You thought that you could remove the need to make music from your soul? No you can’t.
Once the need is there, it is always there. So if you thought the Senior Centre Singers were never going to sing again, you would be wrong! They won’t be doing the big concerts they used to perform, for there was simply not enough help to do the work involved. So, you do get to hear them sing again!
There is a smaller concert and special celebration April 21 at 7:30 pm IN THE SENIOR CENTRE AUDITORIUM. Pay attention to the location I just gave you. You might want to call for your tickets before you read what they are doing because the space is quite restricted compared to the Lion’s Auditorium. You can call the Centre at 519-688-2520, or get tickets at the door, but frankly I wouldn’t bet on there being any tickets left. The price is $5 a ticket with refreshments to follow.
The Singers will be celebrating 25 Years of Making Beautiful Music. Can you believe 25 years has passed since the Senior Centre Singers began singing?
Like past concerts, you will be getting old and new songs and ever-popular singsong. This mini concert could have up to 50 singers performing; in fact, I believe it was they who wanted a concert.

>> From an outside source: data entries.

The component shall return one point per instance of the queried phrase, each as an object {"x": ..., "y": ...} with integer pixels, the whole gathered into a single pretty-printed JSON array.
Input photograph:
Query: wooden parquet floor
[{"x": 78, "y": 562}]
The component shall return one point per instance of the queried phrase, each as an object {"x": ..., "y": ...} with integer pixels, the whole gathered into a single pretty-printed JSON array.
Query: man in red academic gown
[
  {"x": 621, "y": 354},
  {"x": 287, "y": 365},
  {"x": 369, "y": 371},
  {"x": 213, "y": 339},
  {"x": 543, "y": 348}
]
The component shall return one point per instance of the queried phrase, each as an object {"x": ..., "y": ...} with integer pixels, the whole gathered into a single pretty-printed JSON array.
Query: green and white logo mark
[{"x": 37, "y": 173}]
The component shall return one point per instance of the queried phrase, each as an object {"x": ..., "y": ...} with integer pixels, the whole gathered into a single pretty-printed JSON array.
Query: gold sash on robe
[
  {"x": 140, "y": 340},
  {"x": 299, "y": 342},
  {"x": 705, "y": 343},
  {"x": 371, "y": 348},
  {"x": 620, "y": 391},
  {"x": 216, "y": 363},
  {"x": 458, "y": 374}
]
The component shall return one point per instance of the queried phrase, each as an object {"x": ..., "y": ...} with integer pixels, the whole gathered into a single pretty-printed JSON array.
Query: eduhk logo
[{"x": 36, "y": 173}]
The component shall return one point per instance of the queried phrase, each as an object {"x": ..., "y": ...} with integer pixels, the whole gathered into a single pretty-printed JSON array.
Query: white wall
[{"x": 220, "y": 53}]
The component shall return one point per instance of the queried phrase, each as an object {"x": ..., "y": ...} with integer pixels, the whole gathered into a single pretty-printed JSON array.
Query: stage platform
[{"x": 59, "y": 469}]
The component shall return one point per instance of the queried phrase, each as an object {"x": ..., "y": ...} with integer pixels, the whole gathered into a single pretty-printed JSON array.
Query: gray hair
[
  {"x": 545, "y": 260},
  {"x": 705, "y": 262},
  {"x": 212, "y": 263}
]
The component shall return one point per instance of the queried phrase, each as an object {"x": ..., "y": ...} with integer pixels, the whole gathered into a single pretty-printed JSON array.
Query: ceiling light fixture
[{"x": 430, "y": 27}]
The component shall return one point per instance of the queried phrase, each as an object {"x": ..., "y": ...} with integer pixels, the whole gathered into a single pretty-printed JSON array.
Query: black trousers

Well, from the sounds of it, their adoring public wanted another concert as well.
The changes to a smaller venue, with no risers from Kitchener to muscle in and out, will give a more homey and relaxed atmosphere.
Rachel Parker is still directing and has also arranged for a special guest appearance from the Senior Centre Bell Ringers, who will perform for about 20 minutes. All in all it will be another wonderful night of music to remember.
Much like music in your soul, authors also have stories inside of them that need to come out as well. The next event I wish to tell you about occurs next Tuesday the 14th, 2 p.m. at the Tillsonburg Library, when Elaine Cougler will do spend an hour or so reading and answering questions from from the second book of her Loyalist Trilogy, The Loyalist’s Luck.
Now perchance, you maybe thinking that you have heard this song, I mean plug, before; and you would be correct! Elaine had planned on doing this very thing previously and I wrote all about the award that she had won, but there was a mix up in communications and her adoring public, some who did not know we were supposed to call in advance to let the library know we were going to attend, discovered it had been cancelled because they thought no one was going to come!
Fortunately Elaine is returning this coming Tuesday, so you best call 519-842-5571 if you wish to attend... right now!
Here is a brief refresher of the very well researched first book in the series The Loyalist’s Wife: When American colonists resort to war against Britain and her colonial attitudes, a young couple caught in the crossfire must find a way to survive. Pioneers in the wilds of New York State, John and Lucy face a bitter separation and the fear of losing everything, even their lives, when he joins Butler's Rangers to fight for the King and leaves her to care for their isolated farm. As the war in the Americas ramps up, ruffians roam the colonies looking to snap up Loyalist land. Alone, pregnant, and fearing John is dead, Lucy must fight with every weapon she has.
This second book, Loyalist's Luck, continues the story: When the revolutionary war turns in favour of the Americans, John and Lucy flee across the Niagara River with almost nothing. They begin again in Butlersburg, a badly supplied British outpost surrounded by endless trees. John is off on a secret mission for Colonel Butler and she is left behind with her young son and pregnant once again. In the camp full of distrust, hunger, and poverty, word has seeped out that John has gone over to the American side and only two people will associate with Lucy. With vivid scenes of heartbreak and betrayal, heroism and shattered hopes, Elaine Cougler takes us into the hearts and homes of Loyalists still fighting for their beliefs, and draws poignant scenes of families split by political borders. This story shows us the courage of ordinary people who, in perilous times, become extraordinary.
If you like history and want to know what it was like for our forefathers to come and settle in Canada, these books are an excellent and entertaining way to understand what it took to form our country. I can’t wait to get my copy of the Loyalist Luck and nag Elaine to write faster on the final book The Loyalist Legacy.